Ve eğer Paris’te yaşıyorsanız o zaman N’Dour’un 29 Eylül’de Louvre Müzesi’nin İslam Sanatları kanadının açılışında vereceği konseri kaçırmayın. Louvre Müzesi büyük yorumcuyu ‘İslam’ın toleranslı, diyalog yanlısı ve ötekine saygı duyan diğer yüzünü temsil ettiği’ için seçtiklerini söyledi...
UZAK MESAFELERE RAĞMEN KURULDU
Purity Ring
2010 yılının sonları. Kanada’dayız. Halifax, Nova Scotia’dan 21 yaşındaki prodüktör, müzisyen Corin Roddick kendisinden bin 200 kilometre uzakta, Montreal’deki Megan James’e(24) işbirliği teklifi götürüyor. Kıyafetlerle uğraşan ve ilhamını Yohji Yamamoto’yla Rei Kawakubo’dan alan Megan, teklifi kabul ediyor ve Purity Ring grubu kuruluyor.
Temmuz ayının sonundan beri electropop müziği hayranlarının büyük keyifle dinledikleri Purity Ring grubunun ilk albümü ‘Shrines’ adını taşıyor. Megan’ın genç vokallerinin Corin’in müziğiyle birleştiği zaman arka fonda keyifle çalan electro pop/R&B müziği bir çok müzikseveri memnun edecektir. Sesi biraz açıp Megan’ın yazdığı sözleri dinlemeye başladığınız zamansa farklı, hatta biraz karanlık bir rüya aleminde olduğunuzu hissediyorsunuz...
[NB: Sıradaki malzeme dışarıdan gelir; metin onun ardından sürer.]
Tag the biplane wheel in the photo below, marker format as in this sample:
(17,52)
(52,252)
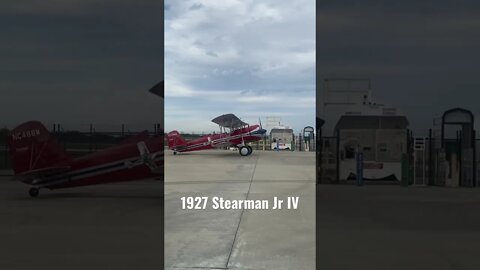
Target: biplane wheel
(243,151)
(33,192)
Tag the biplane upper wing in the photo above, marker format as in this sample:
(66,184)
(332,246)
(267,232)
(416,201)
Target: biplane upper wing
(229,121)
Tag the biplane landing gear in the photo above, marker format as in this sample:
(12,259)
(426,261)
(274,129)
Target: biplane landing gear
(33,192)
(244,151)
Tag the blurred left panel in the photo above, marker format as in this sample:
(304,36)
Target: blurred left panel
(81,134)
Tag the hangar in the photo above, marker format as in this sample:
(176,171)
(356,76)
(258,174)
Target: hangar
(381,139)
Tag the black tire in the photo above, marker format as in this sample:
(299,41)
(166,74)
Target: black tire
(243,151)
(33,192)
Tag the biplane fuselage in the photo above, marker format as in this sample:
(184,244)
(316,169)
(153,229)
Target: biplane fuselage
(239,135)
(38,160)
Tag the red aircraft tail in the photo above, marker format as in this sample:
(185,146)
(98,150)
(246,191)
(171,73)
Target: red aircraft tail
(175,140)
(32,148)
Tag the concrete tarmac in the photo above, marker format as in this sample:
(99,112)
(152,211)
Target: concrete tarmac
(240,239)
(113,226)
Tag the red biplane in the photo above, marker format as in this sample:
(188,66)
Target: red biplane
(233,132)
(39,160)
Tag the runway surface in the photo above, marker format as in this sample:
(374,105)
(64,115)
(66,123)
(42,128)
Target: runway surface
(397,228)
(115,226)
(240,239)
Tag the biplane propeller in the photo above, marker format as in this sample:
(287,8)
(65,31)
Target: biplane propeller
(233,132)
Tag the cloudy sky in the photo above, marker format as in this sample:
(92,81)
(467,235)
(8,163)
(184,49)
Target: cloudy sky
(423,56)
(81,61)
(252,58)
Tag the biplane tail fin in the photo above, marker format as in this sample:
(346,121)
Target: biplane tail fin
(33,148)
(175,140)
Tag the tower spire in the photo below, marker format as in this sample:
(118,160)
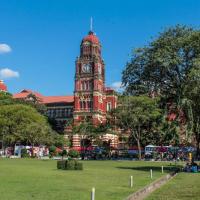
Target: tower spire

‘Shrines’ albümündeki şarkılarda aşk ve anatomiden bahsediliyor. Melodi ve nakaratsa hep başköşede. Purity Ring’i dinlerken farklı bir geleceğin müziğini dinlediğinizi düşünebilirsiniz. ‘Shrines’ albümünün en iyi şarkısıysa ‘Fineshrine’.